UT neuroscience professor Max Snodderly believes allowing CHLs to carry guns on campus for self-defense “is a very bad idea.” He suggests the possession of guns on campus by CHLs “[is] an encroachment on academic freedom.” He also suggested allowing such law-abiding students to carry guns for self-defense increases “danger to students at risk of suicide.”

Snodderly is urging the university president to designate all “classrooms, dormitories, and offices” as gun free zones, just the like the offices and classrooms at University of California Merced and Sandy Hook Elementary. Ironically, Snodderly pointed to the shootings at Umpqua Community College as an example of “the dangers of the gun culture,” but he did not mention that UCC shootings took place in the very kind of gun free classrooms he is seeking at UT.

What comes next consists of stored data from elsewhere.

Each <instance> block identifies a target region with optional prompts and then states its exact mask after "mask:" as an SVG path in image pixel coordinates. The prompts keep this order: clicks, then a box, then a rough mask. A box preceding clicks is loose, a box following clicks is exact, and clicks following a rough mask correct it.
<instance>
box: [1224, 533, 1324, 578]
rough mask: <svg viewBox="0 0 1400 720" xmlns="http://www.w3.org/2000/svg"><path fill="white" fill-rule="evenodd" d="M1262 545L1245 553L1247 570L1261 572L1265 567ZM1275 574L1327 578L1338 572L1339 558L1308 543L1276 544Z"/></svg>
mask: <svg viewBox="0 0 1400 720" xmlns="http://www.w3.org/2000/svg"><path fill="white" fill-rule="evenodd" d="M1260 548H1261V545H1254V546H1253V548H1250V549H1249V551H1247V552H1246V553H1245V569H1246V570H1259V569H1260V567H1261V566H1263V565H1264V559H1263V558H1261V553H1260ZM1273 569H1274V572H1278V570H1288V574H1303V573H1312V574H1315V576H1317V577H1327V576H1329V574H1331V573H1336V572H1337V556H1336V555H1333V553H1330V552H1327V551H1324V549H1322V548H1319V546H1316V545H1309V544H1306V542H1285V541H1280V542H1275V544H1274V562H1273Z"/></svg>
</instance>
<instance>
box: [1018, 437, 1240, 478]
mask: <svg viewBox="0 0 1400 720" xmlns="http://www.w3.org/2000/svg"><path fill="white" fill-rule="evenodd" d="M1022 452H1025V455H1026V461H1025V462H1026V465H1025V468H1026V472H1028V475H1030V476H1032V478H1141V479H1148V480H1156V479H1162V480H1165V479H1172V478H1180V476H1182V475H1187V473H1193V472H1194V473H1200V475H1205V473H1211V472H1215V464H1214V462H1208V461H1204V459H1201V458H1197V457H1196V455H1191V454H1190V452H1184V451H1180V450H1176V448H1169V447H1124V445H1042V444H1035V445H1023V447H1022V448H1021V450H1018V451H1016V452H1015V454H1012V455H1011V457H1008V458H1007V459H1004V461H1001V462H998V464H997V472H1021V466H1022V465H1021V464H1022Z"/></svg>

Snodderly added, “We don’t feel more guns is the answer.”

Texas Students for Concealed Carry’s Chase Jennings begs to differ. Jennings points out that the possession of guns by law-abiding students poses a “deterrent” to people like the UC Merced mass stabber and the gunmen at UCC and Sandy Hook Elementary, all three of which picked gun free campuses as their targets. Jennings described Snodderly and other UT opponents to campus carry as “alarmists” who try “to get people riled up.”

And Jennings has a point. After all, campus carry is already the law in seven states and allowable on a campus-by-campus basis in approximately 20 more, and Michigan and Florida are currently considering legislation similar to that passed in Texas. Colorado has had campus carry since 2003 and where are all the stories about concealed carry permit holders bringing guns on campus and committing crimes?